AFAICT that won't easily reproduce even if the problem existed, as we
contain so many implict memory barriers here and there.  E.g. right at the
entry of ioctl(), mmget_not_zero() already contains a full ordering
constraint:

/**
 * atomic_inc_not_zero() - atomic increment unless zero with full ordering
 * @v: pointer to atomic_t

I was expecting the syscall routine will guarantee an ordering already but
indeed I can't find any.  I also checked up Intel's spec and SYSCALL inst
document only has one paragraph on ordering:

        Instruction ordering. Instructions following a SYSCALL may be
        fetched from memory before earlier instructions complete execution,
        but they will not execute (even speculatively) until all
        instructions prior to the SYSCALL have completed execution (the
        later instructions may execute before data stored by the earlier
        instructions have become globally visible).

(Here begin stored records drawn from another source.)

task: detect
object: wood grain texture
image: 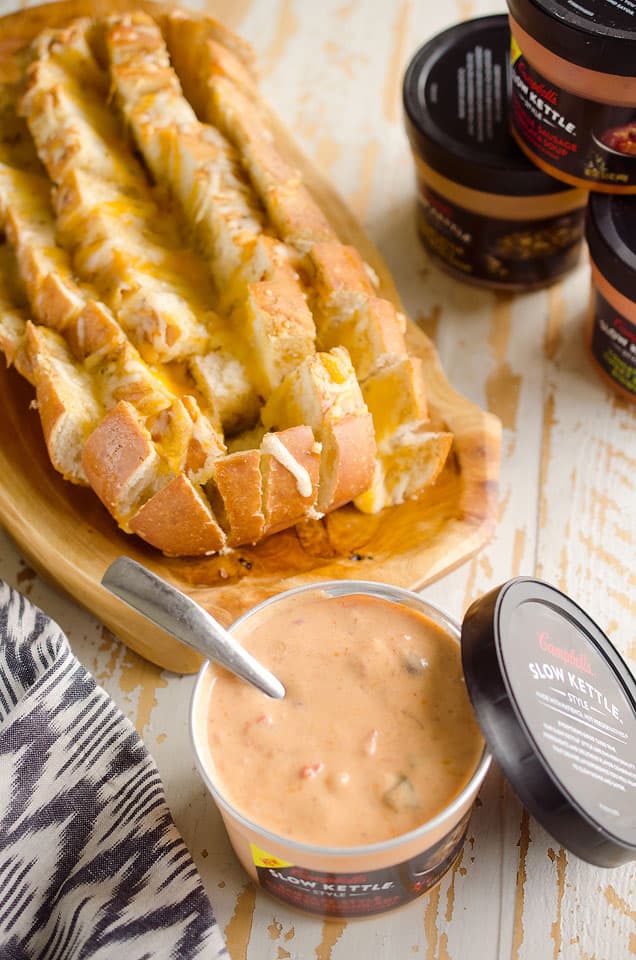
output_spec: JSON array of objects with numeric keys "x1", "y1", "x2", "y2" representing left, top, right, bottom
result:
[{"x1": 0, "y1": 0, "x2": 500, "y2": 673}]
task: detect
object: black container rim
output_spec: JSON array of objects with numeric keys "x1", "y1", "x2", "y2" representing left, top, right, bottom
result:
[
  {"x1": 507, "y1": 0, "x2": 636, "y2": 76},
  {"x1": 586, "y1": 194, "x2": 636, "y2": 303},
  {"x1": 461, "y1": 577, "x2": 636, "y2": 868},
  {"x1": 403, "y1": 14, "x2": 570, "y2": 197}
]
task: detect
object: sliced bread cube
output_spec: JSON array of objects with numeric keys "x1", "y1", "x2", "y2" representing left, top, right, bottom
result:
[
  {"x1": 260, "y1": 425, "x2": 320, "y2": 535},
  {"x1": 242, "y1": 279, "x2": 316, "y2": 397},
  {"x1": 129, "y1": 473, "x2": 226, "y2": 556},
  {"x1": 207, "y1": 448, "x2": 264, "y2": 547},
  {"x1": 361, "y1": 356, "x2": 428, "y2": 445},
  {"x1": 317, "y1": 295, "x2": 407, "y2": 380},
  {"x1": 27, "y1": 321, "x2": 102, "y2": 484},
  {"x1": 81, "y1": 400, "x2": 172, "y2": 526}
]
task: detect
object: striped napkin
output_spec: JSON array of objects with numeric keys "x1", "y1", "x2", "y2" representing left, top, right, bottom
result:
[{"x1": 0, "y1": 581, "x2": 227, "y2": 960}]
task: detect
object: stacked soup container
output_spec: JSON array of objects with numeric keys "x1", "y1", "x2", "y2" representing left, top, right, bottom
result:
[{"x1": 403, "y1": 0, "x2": 636, "y2": 403}]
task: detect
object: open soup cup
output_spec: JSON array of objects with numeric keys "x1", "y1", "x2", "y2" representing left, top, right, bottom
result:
[{"x1": 190, "y1": 580, "x2": 491, "y2": 919}]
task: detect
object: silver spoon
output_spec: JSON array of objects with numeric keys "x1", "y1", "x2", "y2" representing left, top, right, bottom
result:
[{"x1": 101, "y1": 557, "x2": 285, "y2": 699}]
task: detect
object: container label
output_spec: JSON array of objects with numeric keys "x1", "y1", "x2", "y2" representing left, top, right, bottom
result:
[
  {"x1": 510, "y1": 36, "x2": 636, "y2": 186},
  {"x1": 416, "y1": 180, "x2": 584, "y2": 286},
  {"x1": 591, "y1": 291, "x2": 636, "y2": 397},
  {"x1": 250, "y1": 812, "x2": 470, "y2": 918},
  {"x1": 503, "y1": 600, "x2": 636, "y2": 843}
]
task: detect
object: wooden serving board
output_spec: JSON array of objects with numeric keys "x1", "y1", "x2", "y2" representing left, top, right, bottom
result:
[{"x1": 0, "y1": 0, "x2": 501, "y2": 674}]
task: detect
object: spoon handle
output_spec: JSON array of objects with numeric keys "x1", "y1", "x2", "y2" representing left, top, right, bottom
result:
[{"x1": 101, "y1": 557, "x2": 285, "y2": 699}]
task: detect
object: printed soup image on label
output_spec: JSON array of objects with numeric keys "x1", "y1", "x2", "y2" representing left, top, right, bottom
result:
[
  {"x1": 510, "y1": 36, "x2": 636, "y2": 187},
  {"x1": 416, "y1": 181, "x2": 584, "y2": 285}
]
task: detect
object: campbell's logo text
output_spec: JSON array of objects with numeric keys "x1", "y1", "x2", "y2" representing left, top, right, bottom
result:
[
  {"x1": 538, "y1": 631, "x2": 593, "y2": 676},
  {"x1": 513, "y1": 60, "x2": 576, "y2": 135},
  {"x1": 517, "y1": 60, "x2": 558, "y2": 105}
]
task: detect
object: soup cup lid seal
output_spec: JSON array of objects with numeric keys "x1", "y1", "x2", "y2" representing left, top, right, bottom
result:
[
  {"x1": 586, "y1": 194, "x2": 636, "y2": 302},
  {"x1": 403, "y1": 15, "x2": 571, "y2": 197},
  {"x1": 461, "y1": 576, "x2": 636, "y2": 868}
]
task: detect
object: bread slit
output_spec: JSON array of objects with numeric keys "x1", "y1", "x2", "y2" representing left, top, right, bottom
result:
[
  {"x1": 0, "y1": 244, "x2": 34, "y2": 384},
  {"x1": 0, "y1": 10, "x2": 455, "y2": 554},
  {"x1": 103, "y1": 12, "x2": 314, "y2": 417},
  {"x1": 27, "y1": 322, "x2": 103, "y2": 484}
]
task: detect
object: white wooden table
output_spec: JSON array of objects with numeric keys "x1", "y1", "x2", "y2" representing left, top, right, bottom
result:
[{"x1": 1, "y1": 0, "x2": 634, "y2": 957}]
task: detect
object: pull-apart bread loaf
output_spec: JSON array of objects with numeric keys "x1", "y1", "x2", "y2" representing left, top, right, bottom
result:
[{"x1": 0, "y1": 10, "x2": 452, "y2": 556}]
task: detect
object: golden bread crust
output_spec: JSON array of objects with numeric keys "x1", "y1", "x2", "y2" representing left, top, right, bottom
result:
[
  {"x1": 0, "y1": 9, "x2": 452, "y2": 555},
  {"x1": 261, "y1": 425, "x2": 320, "y2": 534},
  {"x1": 129, "y1": 473, "x2": 226, "y2": 555},
  {"x1": 27, "y1": 321, "x2": 102, "y2": 483},
  {"x1": 81, "y1": 400, "x2": 168, "y2": 525},
  {"x1": 318, "y1": 412, "x2": 376, "y2": 512},
  {"x1": 209, "y1": 449, "x2": 264, "y2": 546}
]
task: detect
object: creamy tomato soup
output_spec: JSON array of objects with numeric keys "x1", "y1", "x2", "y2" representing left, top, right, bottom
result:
[{"x1": 205, "y1": 593, "x2": 484, "y2": 847}]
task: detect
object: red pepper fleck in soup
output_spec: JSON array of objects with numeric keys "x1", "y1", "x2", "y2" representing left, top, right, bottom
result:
[{"x1": 205, "y1": 593, "x2": 484, "y2": 847}]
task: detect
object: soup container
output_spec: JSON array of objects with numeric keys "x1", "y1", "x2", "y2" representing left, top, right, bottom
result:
[
  {"x1": 191, "y1": 579, "x2": 636, "y2": 919},
  {"x1": 586, "y1": 192, "x2": 636, "y2": 402},
  {"x1": 403, "y1": 15, "x2": 587, "y2": 291},
  {"x1": 507, "y1": 0, "x2": 636, "y2": 192},
  {"x1": 191, "y1": 581, "x2": 490, "y2": 919}
]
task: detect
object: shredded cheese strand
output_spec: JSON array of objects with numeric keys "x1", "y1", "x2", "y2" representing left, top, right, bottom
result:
[{"x1": 261, "y1": 433, "x2": 312, "y2": 498}]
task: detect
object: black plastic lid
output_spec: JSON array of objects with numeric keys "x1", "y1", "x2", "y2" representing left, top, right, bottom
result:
[
  {"x1": 508, "y1": 0, "x2": 636, "y2": 76},
  {"x1": 586, "y1": 194, "x2": 636, "y2": 302},
  {"x1": 403, "y1": 15, "x2": 570, "y2": 197},
  {"x1": 461, "y1": 577, "x2": 636, "y2": 868}
]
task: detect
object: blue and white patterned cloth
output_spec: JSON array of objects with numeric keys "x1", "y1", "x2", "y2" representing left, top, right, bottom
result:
[{"x1": 0, "y1": 581, "x2": 227, "y2": 960}]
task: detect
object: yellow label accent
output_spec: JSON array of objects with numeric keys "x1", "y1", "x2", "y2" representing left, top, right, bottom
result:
[
  {"x1": 510, "y1": 34, "x2": 522, "y2": 65},
  {"x1": 250, "y1": 843, "x2": 293, "y2": 869}
]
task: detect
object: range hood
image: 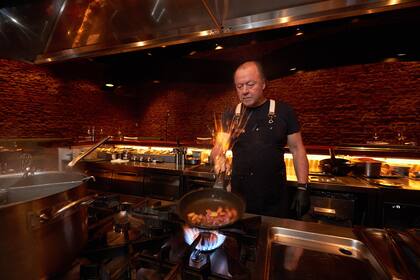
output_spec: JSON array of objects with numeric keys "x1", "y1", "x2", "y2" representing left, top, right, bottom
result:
[{"x1": 1, "y1": 0, "x2": 418, "y2": 64}]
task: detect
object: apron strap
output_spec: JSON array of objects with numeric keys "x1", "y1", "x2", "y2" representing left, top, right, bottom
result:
[
  {"x1": 268, "y1": 99, "x2": 275, "y2": 115},
  {"x1": 268, "y1": 99, "x2": 276, "y2": 124},
  {"x1": 235, "y1": 103, "x2": 242, "y2": 117},
  {"x1": 235, "y1": 99, "x2": 276, "y2": 122}
]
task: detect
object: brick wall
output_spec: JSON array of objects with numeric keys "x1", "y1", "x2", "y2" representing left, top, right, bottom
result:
[{"x1": 0, "y1": 59, "x2": 419, "y2": 145}]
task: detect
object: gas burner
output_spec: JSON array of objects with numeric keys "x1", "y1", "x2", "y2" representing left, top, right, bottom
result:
[
  {"x1": 91, "y1": 194, "x2": 121, "y2": 209},
  {"x1": 63, "y1": 192, "x2": 259, "y2": 280},
  {"x1": 183, "y1": 226, "x2": 226, "y2": 252},
  {"x1": 190, "y1": 249, "x2": 207, "y2": 264}
]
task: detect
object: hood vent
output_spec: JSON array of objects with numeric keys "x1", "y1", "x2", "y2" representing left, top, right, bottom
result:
[{"x1": 1, "y1": 0, "x2": 418, "y2": 64}]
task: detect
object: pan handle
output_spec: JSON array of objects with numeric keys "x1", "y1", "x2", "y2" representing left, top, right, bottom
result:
[{"x1": 28, "y1": 194, "x2": 97, "y2": 229}]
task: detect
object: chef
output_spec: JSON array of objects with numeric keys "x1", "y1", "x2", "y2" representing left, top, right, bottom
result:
[{"x1": 213, "y1": 61, "x2": 310, "y2": 218}]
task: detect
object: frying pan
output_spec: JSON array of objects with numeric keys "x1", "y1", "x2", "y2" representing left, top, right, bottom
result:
[
  {"x1": 177, "y1": 188, "x2": 245, "y2": 230},
  {"x1": 319, "y1": 148, "x2": 353, "y2": 176}
]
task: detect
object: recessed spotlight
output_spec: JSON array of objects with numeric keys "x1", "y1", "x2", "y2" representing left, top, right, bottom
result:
[
  {"x1": 215, "y1": 44, "x2": 223, "y2": 50},
  {"x1": 189, "y1": 50, "x2": 197, "y2": 56},
  {"x1": 105, "y1": 83, "x2": 115, "y2": 88},
  {"x1": 290, "y1": 67, "x2": 297, "y2": 71},
  {"x1": 396, "y1": 53, "x2": 406, "y2": 57},
  {"x1": 147, "y1": 52, "x2": 152, "y2": 56},
  {"x1": 161, "y1": 45, "x2": 166, "y2": 48},
  {"x1": 295, "y1": 28, "x2": 303, "y2": 36}
]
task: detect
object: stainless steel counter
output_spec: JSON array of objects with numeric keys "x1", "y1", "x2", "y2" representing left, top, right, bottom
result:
[
  {"x1": 250, "y1": 215, "x2": 390, "y2": 279},
  {"x1": 82, "y1": 160, "x2": 420, "y2": 192}
]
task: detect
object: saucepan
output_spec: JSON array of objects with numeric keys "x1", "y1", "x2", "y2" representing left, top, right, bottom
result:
[
  {"x1": 0, "y1": 171, "x2": 94, "y2": 280},
  {"x1": 177, "y1": 188, "x2": 245, "y2": 230},
  {"x1": 352, "y1": 158, "x2": 382, "y2": 178},
  {"x1": 319, "y1": 148, "x2": 353, "y2": 176}
]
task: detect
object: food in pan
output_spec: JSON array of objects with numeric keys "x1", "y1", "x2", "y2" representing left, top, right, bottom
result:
[{"x1": 187, "y1": 206, "x2": 238, "y2": 227}]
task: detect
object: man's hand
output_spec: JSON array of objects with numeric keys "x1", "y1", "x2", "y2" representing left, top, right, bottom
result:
[{"x1": 290, "y1": 187, "x2": 310, "y2": 219}]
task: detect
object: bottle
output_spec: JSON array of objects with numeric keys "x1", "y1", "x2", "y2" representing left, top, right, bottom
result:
[{"x1": 91, "y1": 126, "x2": 95, "y2": 142}]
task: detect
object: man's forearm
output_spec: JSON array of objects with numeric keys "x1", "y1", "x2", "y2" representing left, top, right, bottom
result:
[{"x1": 292, "y1": 149, "x2": 309, "y2": 184}]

I guess it implies a hardware reordering is indeed possible in this case?

> 
> [1]: commit 153132571f02 ("userfaultfd/shmem: support UFFDIO_CONTINUE for shmem")
> [2]: https://gist.github.com/48ca/38d0665b0f1a6319a56507dc73a173f9
> 
>  mm/hugetlb.c     | 15 +++++++++------
>  mm/userfaultfd.c | 18 ++++++++++++++++++
>  2 files changed, 27 insertions(+), 6 deletions(-)
> 
> diff --git a/mm/hugetlb.c b/mm/hugetlb.c
> index bb17e5c22759..533bf6b2d94d 100644
> --- a/mm/hugetlb.c
> +++ b/mm/hugetlb.c
> @@ -6779,12 +6779,15 @@ int hugetlb_mfill_atomic_pte(pte_t *dst_pte,
>  		}
>  	}
>  
> -	/*
> -	 * The memory barrier inside __folio_mark_uptodate makes sure that
> -	 * preceding stores to the page contents become visible before
> -	 * the set_pte_at() write.
> -	 */
> -	__folio_mark_uptodate(folio);
> +	if (!is_continue) {
> +		/*
> +		 * The memory barrier inside __folio_mark_uptodate makes sure
> +		 * that preceding stores to the page contents become visible
> +		 * before the set_pte_at() write.
> +		 */
> +		__folio_mark_uptodate(folio);

Can we move the comment above the "if", explaining both conditions?

> +	} else
> +		WARN_ON_ONCE(!folio_test_uptodate(folio));
>  
>  	/* Add shared, newly allocated pages to the page cache. */
>  	if (vm_shared && !is_continue) {
> diff --git a/mm/userfaultfd.c b/mm/userfaultfd.c
> index 503ea77c81aa..d515b640ca48 100644
> --- a/mm/userfaultfd.c
> +++ b/mm/userfaultfd.c
> @@ -531,6 +531,10 @@ static __always_inline ssize_t mfill_atomic_hugetlb(
>  			goto out_unlock;
>  	}
>  
> +	if (uffd_flags_mode_is(flags, MFILL_ATOMIC_CONTINUE))
> +		/* See the comment in mfill_atomic. */
> +		smp_wmb();
> +
>  	while (src_addr < src_start + len) {
>  		BUG_ON(dst_addr >= dst_start + len);
>  
> @@ -743,6 +747,20 @@ static __always_inline ssize_t mfill_atomic(struct userfaultfd_ctx *ctx,
>  	    uffd_flags_mode_is(flags, MFILL_ATOMIC_CONTINUE))
>  		goto out_unlock;
>  
> +	if (uffd_flags_mode_is(flags, MFILL_ATOMIC_CONTINUE))
> +		/*
> +		 * A caller might reasonably assume that UFFDIO_CONTINUE
> +		 * contains a wmb() to ensure that any writes to the
> +		 * about-to-be-mapped page by the thread doing the
> +		 * UFFDIO_CONTINUE are guaranteed to be visible to subsequent
> +		 * reads of the page through the newly mapped address.
> +		 *
> +		 * For MFILL_ATOMIC_COPY, the wmb() is done for each COPYed
> +		 * page. We can do the wmb() now for CONTINUE as the user has
> +		 * already prepared the page contents.
> +		 */
> +		smp_wmb();
> +

Why you did it twice separately?  Can we still share the code?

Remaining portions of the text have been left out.